Дверь в класс растворилась, выпустив полную даму с двумя большими пакетами чего-то мягкого.
– В следующий раз размерчик сразу поглядывайте, – проводила ее Аникушина и мотнула головой Анне, – а вы заходите, поговорим.
– Извините, пожалуйста, – сказала Анна, шагнув в класс, – может, я ошибаюсь, у вас родственников в Тогучине не было?
– Мать вроде там родилась, – удивленно и слегка испуганно ответила та, – но не жила никогда, в интернате выросла.
Да, похоже, Матренина внучка. Вот же ж корень злой, как ни кинь, а всегда кем-то командуют. Как бес им шепчет, в какую струю прыгать. Анна припомнила, что слышала еще в детстве про старую кликушу. Тоже была стервь та еще; бабки вспоминали, вместо попа у баб исповеди тщилась принимать. Не одну семью покалечила.
И вот снова встретились.
– Так. Это неважно.
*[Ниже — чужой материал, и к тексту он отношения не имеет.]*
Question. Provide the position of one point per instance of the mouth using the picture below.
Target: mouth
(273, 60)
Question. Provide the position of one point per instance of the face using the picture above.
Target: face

Так, – сказала Аникушина, – судя по всему, идеи, которые высказывает Мошкина – это последствия вашего воспитания?
– Давайте по порядку, – ответила Анна и села за парту напротив учительского стола, хотя Аникушина сесть не предлагала, – объясните мне, какие именно идеи вызвали в вас такое беспокойство?
Аникушина было прилаживалась сесть, но вскочила.
– Она мне в лицо, при всем классе заявила, что уважение к старшим – это вредная и глупая привычка! Что старших уважать не за что! И еще пыталась что-то втирать, соплячка, позволяла себе меня поправлять, не соглашалась с двойкой, видите ли, это «личное мнение а его нельзя оценивать»! Вы о чем вообще думаете, так балуя ребенка?
Анна покачала головой.
– Может быть, она пыталась высказать мысль, что уважения достоин не возраст сам по себе, а опыт, знания, добрые дела старших? Тогда я еще могу поверить…
– Да, что-то в этом духе, – отмахнулась учительница, – и еще что старшим следует доказывать свой авторитет. Мне – доказывать!!!
– А почему бы и нет? – Анна понимала, что идет на открытый конфликт, но решила про себя, что лучше так, чем оставить это нерешенным на сабинины плечи, – учитель должен показать детям, что имеет их чему научить. Это разумно.
– Кто бы говорил! – рассвирепела Аникушина, – сами-то кто? Абортмахерша!
Анна подумала было, не сказать ли, сколько детей ее руками было принято, но вспомнила Котю Завозина и улыбнулась про себя. Тяжелые бисерные бусы (с новой ниточкой в пятнадцать черных бусин) остались нетронутыми под водолазкой.
– Кто бы я ни была, меня-то ребенок уважает.